OS31A-0971:
An Atlas of Submarine Glacial Landforms: Modern, Quaternary and Ancient
Wednesday, 17 December 2014
Julian A. Dowdeswell1, Miquel Canals2, Martin Jakobsson3, Brian Jeremy Todd4, Evelyn K Dowdeswell1 and Kelly A Hogan5, (1)Scott Polar Research Institute, University of Cambridge, Cambridge, United Kingdom, (2)Universitat de Barcelona, GRC Geociencies Marines, Barcelona, Spain, (3)Stockholm University, Department of Geological Sciences, Stockholm, Sweden, (4)Geological Survey of Canada Atlantic, Dartmouth, NS, Canada, (5)NERC British Antarctic Survey, Cambridge, United Kingdom
Abstract:
In the past two decades there have been several advances that make the production of an atlas of submarine glacial landforms timely. First is the development of high-resolution imaging technologies; multi-beam echo-sounding or swath bathymetry that allows the detailed mapping of the sea floor at water depths of tens to thousands of metres across continental margins, and 3-D seismic methods that enable the visualisation of palaeo-continental shelves in Quaternary sediments and ancient palaeo-glacial rocks (e.g. Late Ordovician of Northern Africa). A second technological development is that of ice-breaking or ice-strengthened ships that can penetrate deep into the ice-infested waters of the Arctic and Antarctic, to deploy the multibeam systems.
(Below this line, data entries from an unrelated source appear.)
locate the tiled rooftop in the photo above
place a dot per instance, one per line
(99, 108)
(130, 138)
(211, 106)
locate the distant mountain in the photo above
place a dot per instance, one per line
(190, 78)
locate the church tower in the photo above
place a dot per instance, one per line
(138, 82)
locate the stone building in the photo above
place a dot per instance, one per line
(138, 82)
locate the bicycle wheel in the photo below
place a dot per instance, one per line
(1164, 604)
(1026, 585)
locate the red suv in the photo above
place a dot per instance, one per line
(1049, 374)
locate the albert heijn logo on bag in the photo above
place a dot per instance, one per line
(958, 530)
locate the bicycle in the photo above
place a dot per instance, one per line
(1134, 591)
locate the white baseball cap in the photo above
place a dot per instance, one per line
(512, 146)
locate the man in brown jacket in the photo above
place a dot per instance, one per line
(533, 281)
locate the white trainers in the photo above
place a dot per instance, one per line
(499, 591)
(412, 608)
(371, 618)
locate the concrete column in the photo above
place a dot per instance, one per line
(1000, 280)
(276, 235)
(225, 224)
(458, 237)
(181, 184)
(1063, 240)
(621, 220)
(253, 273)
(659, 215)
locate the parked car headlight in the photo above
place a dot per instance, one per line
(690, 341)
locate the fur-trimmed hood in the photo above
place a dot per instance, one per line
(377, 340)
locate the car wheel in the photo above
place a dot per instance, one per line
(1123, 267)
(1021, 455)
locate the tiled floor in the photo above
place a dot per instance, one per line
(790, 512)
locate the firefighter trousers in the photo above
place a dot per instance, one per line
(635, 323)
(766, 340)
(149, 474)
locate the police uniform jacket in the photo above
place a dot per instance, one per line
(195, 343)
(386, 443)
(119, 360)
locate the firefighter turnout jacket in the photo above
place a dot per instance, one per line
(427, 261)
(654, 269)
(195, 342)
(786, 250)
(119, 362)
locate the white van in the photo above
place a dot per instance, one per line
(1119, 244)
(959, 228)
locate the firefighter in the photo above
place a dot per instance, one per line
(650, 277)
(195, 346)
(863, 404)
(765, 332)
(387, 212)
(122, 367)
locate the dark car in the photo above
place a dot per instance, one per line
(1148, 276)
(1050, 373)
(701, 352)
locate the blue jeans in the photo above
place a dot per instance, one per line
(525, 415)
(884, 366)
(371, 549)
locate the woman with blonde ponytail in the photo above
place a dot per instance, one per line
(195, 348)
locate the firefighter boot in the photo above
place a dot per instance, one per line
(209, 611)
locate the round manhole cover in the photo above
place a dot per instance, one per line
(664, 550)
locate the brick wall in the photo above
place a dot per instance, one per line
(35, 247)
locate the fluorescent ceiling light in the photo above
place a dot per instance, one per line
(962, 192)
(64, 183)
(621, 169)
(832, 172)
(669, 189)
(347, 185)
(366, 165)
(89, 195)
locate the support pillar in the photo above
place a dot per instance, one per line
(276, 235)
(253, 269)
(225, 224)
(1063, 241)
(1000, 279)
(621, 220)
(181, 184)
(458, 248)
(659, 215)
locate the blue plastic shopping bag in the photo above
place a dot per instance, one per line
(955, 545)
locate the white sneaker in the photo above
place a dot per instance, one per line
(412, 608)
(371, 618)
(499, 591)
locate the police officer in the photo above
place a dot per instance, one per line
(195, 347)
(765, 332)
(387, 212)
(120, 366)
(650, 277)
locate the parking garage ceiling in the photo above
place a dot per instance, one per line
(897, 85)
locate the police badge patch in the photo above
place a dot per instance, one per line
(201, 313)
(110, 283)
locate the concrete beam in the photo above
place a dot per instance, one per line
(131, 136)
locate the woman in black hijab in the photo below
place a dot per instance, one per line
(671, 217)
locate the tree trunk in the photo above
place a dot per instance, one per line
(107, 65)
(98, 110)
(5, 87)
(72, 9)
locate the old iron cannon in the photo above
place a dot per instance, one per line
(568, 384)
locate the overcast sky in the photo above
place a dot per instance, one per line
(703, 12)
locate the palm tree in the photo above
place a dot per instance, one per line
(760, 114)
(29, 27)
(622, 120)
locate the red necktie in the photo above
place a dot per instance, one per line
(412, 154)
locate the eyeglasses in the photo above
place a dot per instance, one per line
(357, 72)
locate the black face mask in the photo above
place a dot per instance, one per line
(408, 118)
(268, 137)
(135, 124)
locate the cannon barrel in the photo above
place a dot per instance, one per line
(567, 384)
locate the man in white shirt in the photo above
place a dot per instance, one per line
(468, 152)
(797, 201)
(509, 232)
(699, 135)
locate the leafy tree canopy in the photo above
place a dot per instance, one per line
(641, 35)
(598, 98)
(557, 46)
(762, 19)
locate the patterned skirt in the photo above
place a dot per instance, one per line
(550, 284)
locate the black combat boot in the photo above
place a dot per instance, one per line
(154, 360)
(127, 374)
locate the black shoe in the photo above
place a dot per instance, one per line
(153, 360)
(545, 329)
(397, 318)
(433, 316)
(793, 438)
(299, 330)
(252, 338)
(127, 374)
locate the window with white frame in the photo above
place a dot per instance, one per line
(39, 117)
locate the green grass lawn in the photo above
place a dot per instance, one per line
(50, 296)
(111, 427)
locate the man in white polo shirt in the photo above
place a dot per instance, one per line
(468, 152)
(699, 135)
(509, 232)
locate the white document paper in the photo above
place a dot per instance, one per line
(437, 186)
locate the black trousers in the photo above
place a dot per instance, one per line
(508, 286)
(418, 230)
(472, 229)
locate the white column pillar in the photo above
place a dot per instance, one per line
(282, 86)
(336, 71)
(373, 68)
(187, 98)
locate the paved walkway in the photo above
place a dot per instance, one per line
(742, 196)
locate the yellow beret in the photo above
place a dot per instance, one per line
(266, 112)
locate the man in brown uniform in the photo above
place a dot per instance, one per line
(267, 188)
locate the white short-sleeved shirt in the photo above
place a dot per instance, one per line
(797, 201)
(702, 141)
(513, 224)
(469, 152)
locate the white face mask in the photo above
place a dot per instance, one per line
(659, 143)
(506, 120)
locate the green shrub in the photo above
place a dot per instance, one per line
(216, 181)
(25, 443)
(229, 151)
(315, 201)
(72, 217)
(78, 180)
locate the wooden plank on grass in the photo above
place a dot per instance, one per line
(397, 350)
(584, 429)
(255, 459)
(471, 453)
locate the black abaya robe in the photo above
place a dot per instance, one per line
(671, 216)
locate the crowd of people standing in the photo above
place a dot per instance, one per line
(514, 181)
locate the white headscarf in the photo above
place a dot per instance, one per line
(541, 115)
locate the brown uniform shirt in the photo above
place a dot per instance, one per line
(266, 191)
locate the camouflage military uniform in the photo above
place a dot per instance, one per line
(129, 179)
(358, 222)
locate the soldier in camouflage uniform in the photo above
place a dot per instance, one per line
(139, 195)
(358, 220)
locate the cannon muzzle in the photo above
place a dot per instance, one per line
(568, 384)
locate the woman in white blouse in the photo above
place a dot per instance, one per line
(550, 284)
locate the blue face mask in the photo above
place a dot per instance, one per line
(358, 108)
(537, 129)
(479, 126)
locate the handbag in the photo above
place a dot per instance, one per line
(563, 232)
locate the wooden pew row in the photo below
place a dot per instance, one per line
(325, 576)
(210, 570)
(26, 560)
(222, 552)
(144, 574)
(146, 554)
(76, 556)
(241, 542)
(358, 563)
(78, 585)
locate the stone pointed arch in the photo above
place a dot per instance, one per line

A third component is that of relevance – through both the recognition that the polar regions, and especially the Arctic, are particularly sensitive parts of the global environmental system and that these high-latitude margins (both modern and ancient) are likely to contain significant hydrocarbon resources. An enhanced understanding of the sediments and landforms of these fjord-shelf-slope systems is, therefore, of increasing importance to both academics and industry. We are editing an Atlas of Submarine Glacial Landforms that presents a series of individual contributions that describe, discuss and illustrate features on the high-latitude, glacier-influenced sea floor. Contributions are organised in two ways: first, by position on a continental margin – from fjords, through continental shelves to the continental slope and rise; secondly, by scale – as individual landforms and assemblages of landforms. A final section provides discussion of integrated fjord-shelf-slope systems. Over 100 contributions by scientists from many countries contain descriptions and interpretation of swath-bathymetric data from both Arctic and Antarctic margins and use 3D seismic data to investigate ancient glacial landforms. The Atlas will be published in late 2015 in the Memoir Series of the Geological Society of London.